In our work, we learned a semantic relatedness measure from human feedback, using a metric learning approach. Human Intuition Datasets contain direct human judgments about the relatedness of words, i.e. human feedback. We exploit these datasets to then learn a parameterization of the cosine measure, while resorting to a metric learning approach, which is based on relative distance comparisons. We validate our approach on several different embedding datasets, which we either make public or provide a download a link here.
Furthermore and to the best of our knowledge, we were the first to explore the possibility of learning word embeddings from tagging data. We further elaborated on this in a different paper.
To calculate the tag cooccurrence graph as input for the GloVe algorithm, we applied the method presented in “Semantic Grounding of Tag Relatedness in Social Bookmarking Systems” by Cattuto et al.
In src/embeddings/example_call.py, we provided an example on how to call the corresponding methods to construct the co-occurrence graph. It then needs to be saved to a file, before the GloVe algorithm can be called on that file.
RRL is inspired by the LSML metric learning algorithm. We built on the LSML implementation contained in the metric_learn python package.

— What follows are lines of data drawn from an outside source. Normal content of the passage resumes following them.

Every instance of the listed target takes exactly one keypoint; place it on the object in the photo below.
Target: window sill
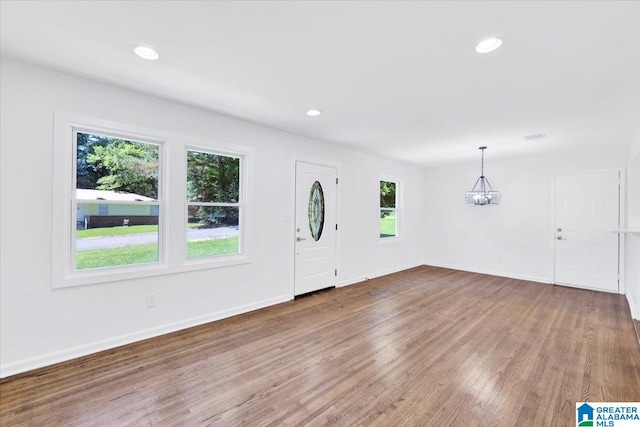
(108, 275)
(384, 241)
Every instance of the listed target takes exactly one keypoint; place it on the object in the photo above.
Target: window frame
(223, 259)
(106, 203)
(171, 197)
(398, 208)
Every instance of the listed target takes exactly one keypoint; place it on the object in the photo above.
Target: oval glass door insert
(316, 210)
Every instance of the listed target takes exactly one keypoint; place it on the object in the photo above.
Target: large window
(131, 202)
(388, 209)
(214, 204)
(116, 201)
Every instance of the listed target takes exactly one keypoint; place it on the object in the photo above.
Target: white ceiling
(400, 79)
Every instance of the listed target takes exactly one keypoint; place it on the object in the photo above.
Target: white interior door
(586, 246)
(315, 261)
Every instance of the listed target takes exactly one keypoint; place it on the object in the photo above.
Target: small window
(388, 209)
(116, 202)
(214, 204)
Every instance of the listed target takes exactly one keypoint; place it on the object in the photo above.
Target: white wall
(39, 326)
(514, 238)
(632, 265)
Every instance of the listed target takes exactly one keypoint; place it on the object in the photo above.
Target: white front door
(587, 214)
(315, 263)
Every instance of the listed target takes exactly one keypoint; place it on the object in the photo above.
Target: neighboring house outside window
(112, 217)
(116, 200)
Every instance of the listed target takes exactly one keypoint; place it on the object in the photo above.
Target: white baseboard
(83, 350)
(632, 307)
(359, 279)
(544, 280)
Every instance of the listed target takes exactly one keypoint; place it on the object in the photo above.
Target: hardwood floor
(427, 346)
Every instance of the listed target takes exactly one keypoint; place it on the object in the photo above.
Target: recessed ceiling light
(535, 136)
(146, 52)
(488, 45)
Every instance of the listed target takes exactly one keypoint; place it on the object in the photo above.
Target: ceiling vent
(535, 136)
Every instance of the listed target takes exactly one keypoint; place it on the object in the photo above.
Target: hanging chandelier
(482, 193)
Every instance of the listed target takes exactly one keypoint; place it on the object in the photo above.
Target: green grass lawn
(116, 231)
(142, 254)
(388, 226)
(121, 231)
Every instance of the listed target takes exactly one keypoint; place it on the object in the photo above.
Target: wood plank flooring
(427, 346)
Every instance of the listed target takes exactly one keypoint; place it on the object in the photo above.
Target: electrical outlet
(151, 300)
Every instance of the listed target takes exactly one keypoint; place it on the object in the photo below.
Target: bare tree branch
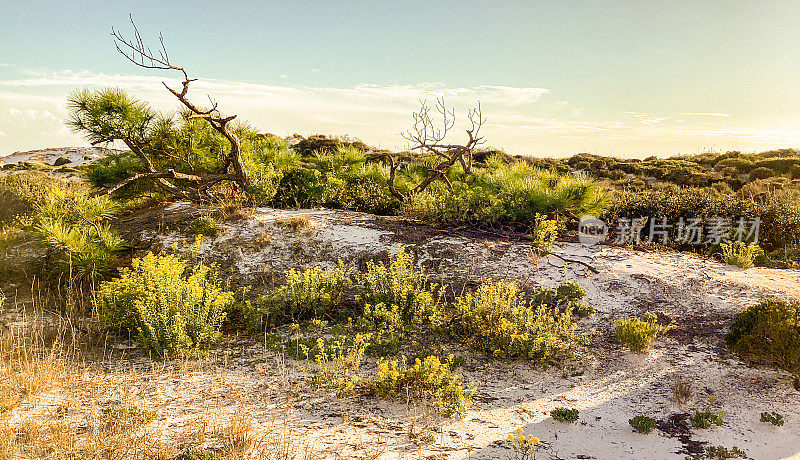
(429, 139)
(135, 50)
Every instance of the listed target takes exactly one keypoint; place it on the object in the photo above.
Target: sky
(554, 78)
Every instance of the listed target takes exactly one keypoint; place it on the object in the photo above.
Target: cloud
(646, 119)
(704, 114)
(520, 119)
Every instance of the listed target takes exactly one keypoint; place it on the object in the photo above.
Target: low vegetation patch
(740, 254)
(498, 319)
(642, 424)
(312, 294)
(174, 308)
(769, 333)
(564, 415)
(638, 333)
(426, 381)
(772, 417)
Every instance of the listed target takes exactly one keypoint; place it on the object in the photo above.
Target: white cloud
(704, 114)
(33, 107)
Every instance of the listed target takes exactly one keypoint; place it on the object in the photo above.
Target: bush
(704, 419)
(508, 193)
(772, 417)
(75, 227)
(564, 415)
(761, 173)
(637, 334)
(779, 213)
(497, 319)
(196, 454)
(398, 297)
(740, 254)
(204, 225)
(566, 296)
(113, 169)
(769, 333)
(175, 308)
(309, 294)
(428, 380)
(718, 453)
(642, 424)
(339, 363)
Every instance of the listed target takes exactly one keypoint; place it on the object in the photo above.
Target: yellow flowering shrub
(638, 333)
(524, 445)
(428, 380)
(398, 298)
(498, 319)
(307, 295)
(174, 308)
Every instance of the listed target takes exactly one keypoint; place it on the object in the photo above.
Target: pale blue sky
(555, 78)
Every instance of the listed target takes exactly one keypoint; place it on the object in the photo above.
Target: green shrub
(704, 419)
(307, 295)
(566, 296)
(75, 228)
(718, 453)
(398, 297)
(779, 212)
(768, 332)
(642, 424)
(113, 169)
(740, 254)
(637, 334)
(429, 380)
(174, 308)
(339, 363)
(772, 417)
(129, 415)
(497, 319)
(544, 233)
(204, 225)
(564, 415)
(197, 454)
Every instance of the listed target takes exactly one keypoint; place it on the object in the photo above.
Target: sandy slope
(76, 155)
(701, 296)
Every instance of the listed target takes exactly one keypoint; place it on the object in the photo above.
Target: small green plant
(769, 333)
(772, 417)
(642, 424)
(638, 334)
(740, 254)
(339, 364)
(524, 445)
(718, 453)
(204, 225)
(497, 319)
(174, 308)
(75, 228)
(544, 233)
(398, 297)
(705, 418)
(564, 415)
(308, 295)
(567, 296)
(197, 454)
(429, 381)
(129, 415)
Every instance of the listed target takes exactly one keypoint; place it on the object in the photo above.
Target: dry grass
(681, 390)
(301, 223)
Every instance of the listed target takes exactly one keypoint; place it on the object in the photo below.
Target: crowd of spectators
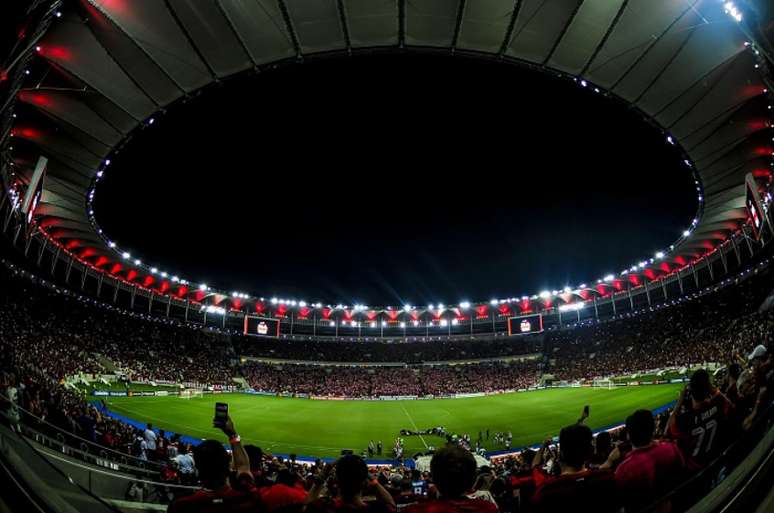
(353, 381)
(395, 351)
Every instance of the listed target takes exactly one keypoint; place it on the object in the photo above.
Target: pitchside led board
(261, 326)
(525, 325)
(753, 204)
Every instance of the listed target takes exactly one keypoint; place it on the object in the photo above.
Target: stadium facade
(85, 76)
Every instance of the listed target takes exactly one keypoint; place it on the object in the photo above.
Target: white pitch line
(415, 426)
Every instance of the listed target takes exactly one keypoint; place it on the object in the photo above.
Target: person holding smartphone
(213, 464)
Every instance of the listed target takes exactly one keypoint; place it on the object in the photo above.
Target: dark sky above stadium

We used the published code of GloVe to create the tag embeddings of dimension 100. We used the predefined parameter values of alpha=0.75 and x_max=100.
These are the datasets that we used for our experiments.
Delicious The Delicious tagging dataset is publicly available. The generated word embeddings are published in this repository.
BibSonomy The BibSonomy tagging data can be retrieved from the BibSonomy homepage. We also provide the generated word embeddings as a public download in this repository.
WikiGlove Pennington et al. made some of their vector collections publicly available. Specifically, we used to GloVe6B corpus, which is generated from a Wikipedia dump from 2014 and the Gigaword5 corpus.
The Human Intuition Datasets (HIDs) can be retrieved as preprocessed pandas-friendly csv files here or from the corresponding original locations.